Most recent update: 4/27/2016
Group Members: Alex Thompson
Project Description:
For the final project in this course, I will be working alone to implement a program that simulates a travel tracker in the United States. This project will implement a graph data structure to store various US cities and the edges connecting them. While this program is running, the user will be able to pick a starting location and begin to travel through the US. This graph will use weighted edges. As a user travels from city to city, the program will keep track of how far they have traveled and possibly by what means (have not decided if this will be implemented yet). The program will optimize travel between cities using shortest distance algorithms such as Dijkstra's algorithm. Will possibly implement further optimization functionality surrounding mode of travel. I will be designing this program to track travel in the US, but the code will be written such that any text file that is formatted properly and has the correct information can be used to generate a different graph with the same functionality, such as cities in Europe. The text file needs to be formatted such that the first line of text begins with the word "cities" followed by a comma, then all city names that are to be included in the graph separated by commas. Each subsequent line will have the name of a city followed by the connections to all other cities in the graph, separated by commas. A value of -1 will indicate there is no connection between those two cities. 0 indicates the city is connected to itself. All other positive values indicate a link between those cities and the value is the distance between them. A sample file "USCities.txt" will be included in this repository as an example of how the file needs to be formatted.
How to Run:
The best way to run this program is to extract the files of FinalProject-master.zip into a new folder. The executable is located at:
FinalProject-master/bin/Debug/FinalProject
along with a sample .txt file you can use for testing. (All other files in this repository are the raw code found in the .zip file.)

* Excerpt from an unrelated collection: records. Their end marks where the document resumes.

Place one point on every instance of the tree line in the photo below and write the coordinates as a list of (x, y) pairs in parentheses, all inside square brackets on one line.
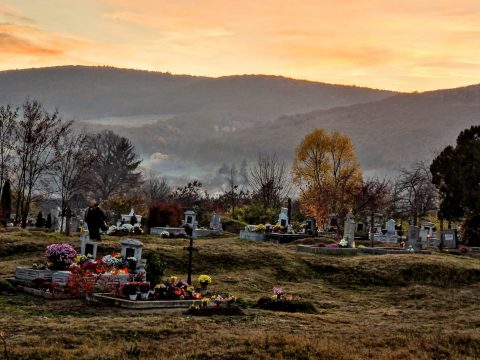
[(42, 155)]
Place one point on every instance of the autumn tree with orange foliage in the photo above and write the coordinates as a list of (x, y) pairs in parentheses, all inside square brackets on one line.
[(328, 174)]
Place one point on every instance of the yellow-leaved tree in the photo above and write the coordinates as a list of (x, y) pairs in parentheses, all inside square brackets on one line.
[(328, 174)]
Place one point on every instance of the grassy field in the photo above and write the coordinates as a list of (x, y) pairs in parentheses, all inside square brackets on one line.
[(379, 307)]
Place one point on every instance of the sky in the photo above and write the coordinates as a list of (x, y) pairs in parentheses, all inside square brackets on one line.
[(408, 45)]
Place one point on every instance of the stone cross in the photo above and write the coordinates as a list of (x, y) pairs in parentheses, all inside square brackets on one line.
[(349, 229), (413, 237)]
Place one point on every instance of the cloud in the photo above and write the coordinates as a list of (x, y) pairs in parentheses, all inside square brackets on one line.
[(11, 44), (8, 13), (158, 157)]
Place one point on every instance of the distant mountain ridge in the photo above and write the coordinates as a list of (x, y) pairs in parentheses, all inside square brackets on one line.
[(195, 124), (93, 92)]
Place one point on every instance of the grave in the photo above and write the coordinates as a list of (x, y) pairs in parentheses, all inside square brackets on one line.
[(126, 218), (311, 226), (413, 238), (133, 248), (349, 230), (216, 223), (190, 219), (283, 217), (87, 246), (449, 239)]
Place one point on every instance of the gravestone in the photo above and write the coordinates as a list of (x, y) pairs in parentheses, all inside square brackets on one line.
[(87, 246), (131, 248), (190, 219), (349, 230), (311, 226), (449, 239), (126, 218), (414, 238), (216, 223), (283, 217), (390, 227)]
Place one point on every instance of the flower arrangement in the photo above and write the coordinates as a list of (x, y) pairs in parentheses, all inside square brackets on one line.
[(204, 280), (260, 228), (125, 229), (223, 299), (164, 234), (343, 243), (277, 228), (280, 301), (171, 289), (114, 261), (60, 256)]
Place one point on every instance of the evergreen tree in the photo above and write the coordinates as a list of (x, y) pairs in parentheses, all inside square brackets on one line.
[(48, 223), (456, 174), (40, 220), (5, 203)]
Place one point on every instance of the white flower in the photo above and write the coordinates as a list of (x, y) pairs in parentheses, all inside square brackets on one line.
[(343, 243)]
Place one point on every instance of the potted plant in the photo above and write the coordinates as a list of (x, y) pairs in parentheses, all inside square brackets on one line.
[(60, 256), (132, 263), (204, 280), (144, 290), (131, 291)]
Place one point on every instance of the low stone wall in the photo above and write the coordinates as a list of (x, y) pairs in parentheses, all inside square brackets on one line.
[(44, 294), (109, 299), (195, 234), (327, 251), (251, 235), (354, 251)]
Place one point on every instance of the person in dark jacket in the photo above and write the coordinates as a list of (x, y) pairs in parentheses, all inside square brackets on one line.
[(133, 219), (95, 219)]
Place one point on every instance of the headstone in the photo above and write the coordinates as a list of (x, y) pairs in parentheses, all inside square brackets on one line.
[(130, 247), (311, 226), (190, 219), (126, 218), (283, 217), (87, 246), (216, 223), (414, 238), (449, 238), (349, 229), (390, 227)]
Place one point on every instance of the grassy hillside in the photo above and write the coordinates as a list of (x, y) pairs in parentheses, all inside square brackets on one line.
[(385, 307)]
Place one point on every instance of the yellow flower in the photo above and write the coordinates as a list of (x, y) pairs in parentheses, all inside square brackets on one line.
[(204, 279)]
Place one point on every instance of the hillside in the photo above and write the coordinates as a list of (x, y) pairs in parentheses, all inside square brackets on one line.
[(97, 92), (383, 307), (187, 127)]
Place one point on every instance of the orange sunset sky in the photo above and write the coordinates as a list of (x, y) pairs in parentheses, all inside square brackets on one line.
[(403, 45)]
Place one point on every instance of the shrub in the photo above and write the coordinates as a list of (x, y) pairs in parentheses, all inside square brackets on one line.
[(6, 287), (287, 305), (155, 268), (163, 214)]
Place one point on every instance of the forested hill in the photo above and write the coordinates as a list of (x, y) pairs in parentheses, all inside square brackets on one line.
[(187, 127), (97, 92)]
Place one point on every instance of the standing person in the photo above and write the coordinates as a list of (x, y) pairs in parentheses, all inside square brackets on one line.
[(133, 219), (95, 219)]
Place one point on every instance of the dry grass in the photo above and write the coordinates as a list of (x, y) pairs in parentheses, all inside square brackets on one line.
[(382, 307)]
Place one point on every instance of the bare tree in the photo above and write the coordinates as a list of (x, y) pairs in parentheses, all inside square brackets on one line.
[(68, 173), (115, 166), (156, 189), (38, 134), (269, 180), (415, 193), (8, 117), (234, 185)]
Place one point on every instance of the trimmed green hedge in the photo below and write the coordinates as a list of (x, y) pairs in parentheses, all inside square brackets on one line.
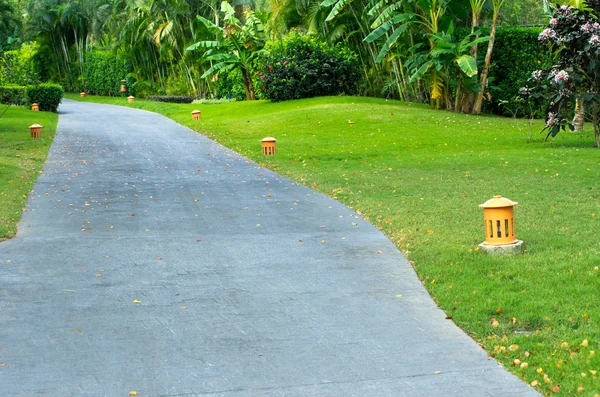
[(48, 96), (13, 95), (304, 67), (20, 67), (104, 71)]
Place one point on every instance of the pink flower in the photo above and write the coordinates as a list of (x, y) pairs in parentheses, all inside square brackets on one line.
[(561, 76), (546, 34)]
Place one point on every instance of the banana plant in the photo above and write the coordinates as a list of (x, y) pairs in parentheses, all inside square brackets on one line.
[(234, 45)]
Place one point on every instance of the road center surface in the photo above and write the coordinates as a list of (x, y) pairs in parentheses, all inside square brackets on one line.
[(152, 259)]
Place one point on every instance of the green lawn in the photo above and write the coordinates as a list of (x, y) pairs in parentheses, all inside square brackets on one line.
[(21, 160), (419, 175)]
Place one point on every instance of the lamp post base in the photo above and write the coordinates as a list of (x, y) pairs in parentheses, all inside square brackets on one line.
[(508, 249)]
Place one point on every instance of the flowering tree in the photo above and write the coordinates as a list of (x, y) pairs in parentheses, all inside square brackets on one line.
[(573, 34)]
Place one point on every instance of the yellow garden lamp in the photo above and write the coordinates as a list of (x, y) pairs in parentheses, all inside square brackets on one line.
[(268, 146), (499, 225)]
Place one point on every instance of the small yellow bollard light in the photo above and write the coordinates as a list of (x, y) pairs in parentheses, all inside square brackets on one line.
[(268, 146), (35, 131), (499, 224)]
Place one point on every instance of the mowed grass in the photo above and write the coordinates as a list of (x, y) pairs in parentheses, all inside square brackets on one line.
[(419, 175), (21, 160)]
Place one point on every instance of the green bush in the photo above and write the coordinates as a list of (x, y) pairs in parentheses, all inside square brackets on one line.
[(304, 67), (231, 85), (48, 96), (13, 95), (172, 98), (517, 53), (20, 67), (104, 71)]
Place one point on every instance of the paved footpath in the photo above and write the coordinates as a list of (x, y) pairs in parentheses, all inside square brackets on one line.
[(151, 259)]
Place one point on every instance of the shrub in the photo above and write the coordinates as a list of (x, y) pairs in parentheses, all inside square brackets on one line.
[(231, 85), (104, 71), (20, 66), (305, 67), (48, 96), (517, 53), (13, 95), (173, 98), (213, 101)]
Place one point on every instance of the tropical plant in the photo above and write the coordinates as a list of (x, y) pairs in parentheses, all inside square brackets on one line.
[(574, 35), (497, 4), (235, 45)]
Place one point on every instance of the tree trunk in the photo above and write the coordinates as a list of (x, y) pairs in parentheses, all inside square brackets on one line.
[(248, 85), (488, 60), (579, 118)]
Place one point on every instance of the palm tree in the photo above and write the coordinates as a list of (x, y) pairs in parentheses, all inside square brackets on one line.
[(234, 46)]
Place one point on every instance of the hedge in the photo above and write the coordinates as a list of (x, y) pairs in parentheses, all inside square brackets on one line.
[(20, 67), (104, 71), (173, 98), (517, 53), (13, 95), (305, 67), (48, 96)]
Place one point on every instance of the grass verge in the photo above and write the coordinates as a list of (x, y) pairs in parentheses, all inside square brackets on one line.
[(21, 160), (419, 176)]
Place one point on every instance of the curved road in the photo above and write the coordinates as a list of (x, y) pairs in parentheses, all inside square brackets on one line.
[(151, 259)]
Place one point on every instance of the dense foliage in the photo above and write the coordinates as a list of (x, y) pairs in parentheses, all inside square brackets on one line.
[(574, 77), (517, 53), (172, 98), (104, 71), (13, 95), (305, 67), (20, 66), (47, 96)]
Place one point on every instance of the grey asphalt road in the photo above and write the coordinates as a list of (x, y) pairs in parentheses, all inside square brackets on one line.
[(151, 259)]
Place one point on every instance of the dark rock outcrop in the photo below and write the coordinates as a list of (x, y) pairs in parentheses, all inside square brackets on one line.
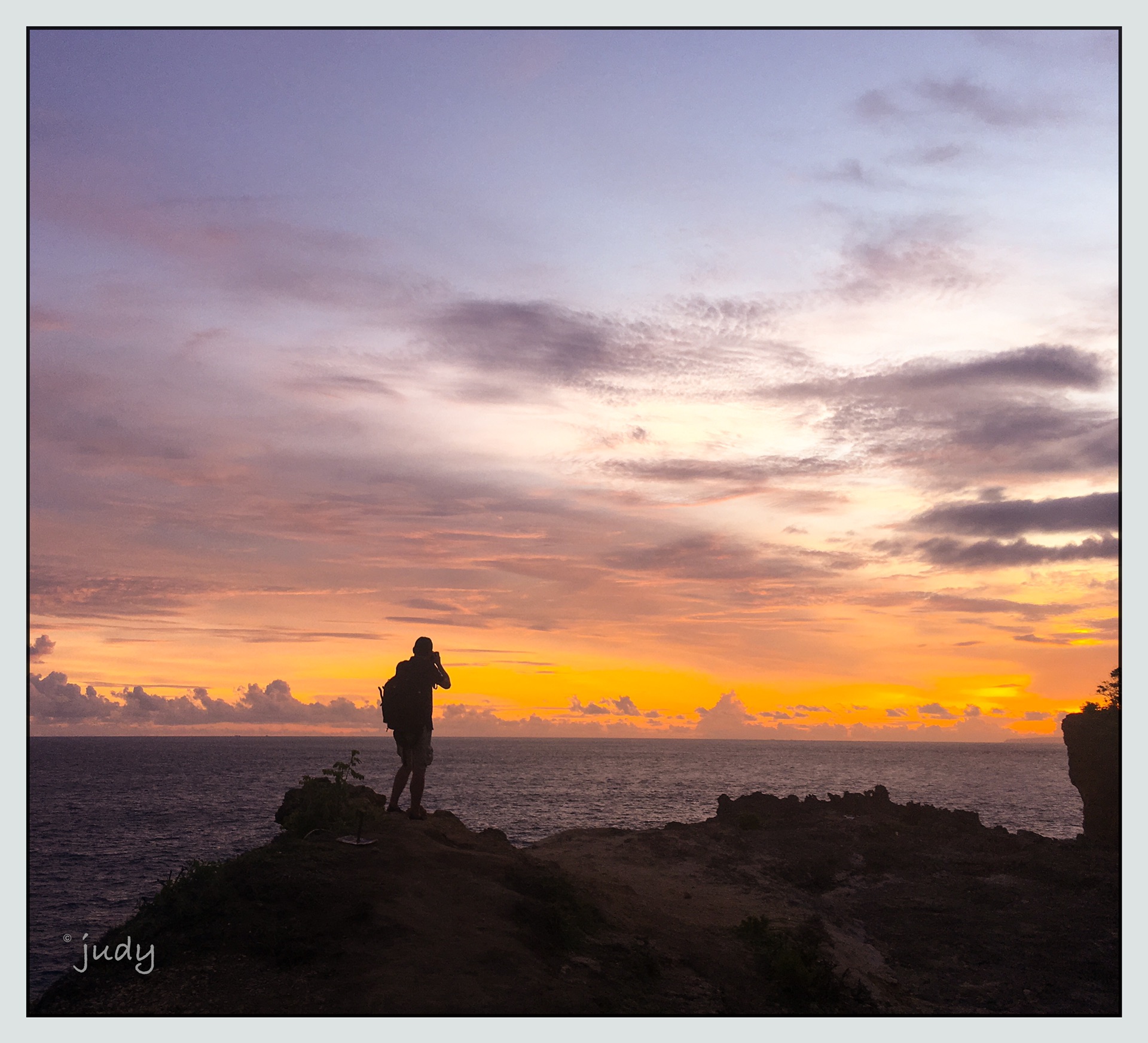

This program is run using command line arguments. The second command line argument must be the file name of a .txt file containing the adjacency matrix for the desired graph. If this text file is not formatted properly, the program will be unable to read the data properly into the graph, most likely causing a crash. Additionally, make sure the executable is from "FinalProject.cpp". The text file needs to be formatted in the following ways: -the first line of the file must start with the word "cities"followed by a comma. Each city name will follow the comma and have a comma listed after it as well -each subsequent line of the file starts by listing the name of one of the cities in the graph. The row will contain integers corresponding to connections to cities given in the order in the first line. A value of -1 implies no connection, a value of 0 implies a connection to itself, and a value greater than or equal to 1 indicates a connection whose weight is the specified value. -the integers regarding the connections must be separated by commas with no spaces There is a file in this repository called "USCities.txt" that can be used as an example to run the program. It provides the formatting necessary for the graph to be created successfully. When the program launches successfully, the user will be prompted by a welcome message and asked to input a starting location. It is important to note that you cannot progress any further than this prompt unless you enter a valid city. Valid cities will be the city names listed in the text file. Once you have successfully specified a starting location, you will be prompted with a very intuitive menu interface with multiple options available. Simply input the integer value of the option you want to select.
Dependencies:
The only dependency that I know of so far is that you compile these files using C++11. Certain functions will not operate properly unless your compiler is doing this. All operating systems should run this program normally and no extra software is needed. The necessary libraries have all been included in the header files.
Contributors:
While I largely worked alone on this project, I would like to thank Holden Sheftel for providing advice/input during the design process. In particular, he was very helpful in designing the shortest path algorithms.
Open Issues/Bugs:
So far as I know, the only portion of this code that is not working properly is the Bellman-Ford shortest path algorithm. If you select to travel to a new location using this algorithm, you will likely encounter the following error:
terminate called after throwing an instance of 'std::bad_alloc' what(): std::bad_alloc
and the program will crash. As of right now, I don't know what is causing this and any contributions to make it work would be greatly appreciated. All of the other shortest path/traversal algorithms appear to be working normally. It is also possible there are other bugs I'm not aware of and keeping an eye out for them would also be appreciated.
Enhancement Requests:
When I was initially coming up with this idea, I thought it would be interesting to implement a type of graph where multiple modes of travel (car,bus,plane,ect.) could be utilized for travel. I thought there could be multiple edges between two vertices so long as the edges were all of different types or modes. This could open the door for further methods of optimizing/tracking travel. You could track the individual distances logged by each mode of transportation and take the costs of various modes into effect as well. Unfortunately, I was not able to implement this in time.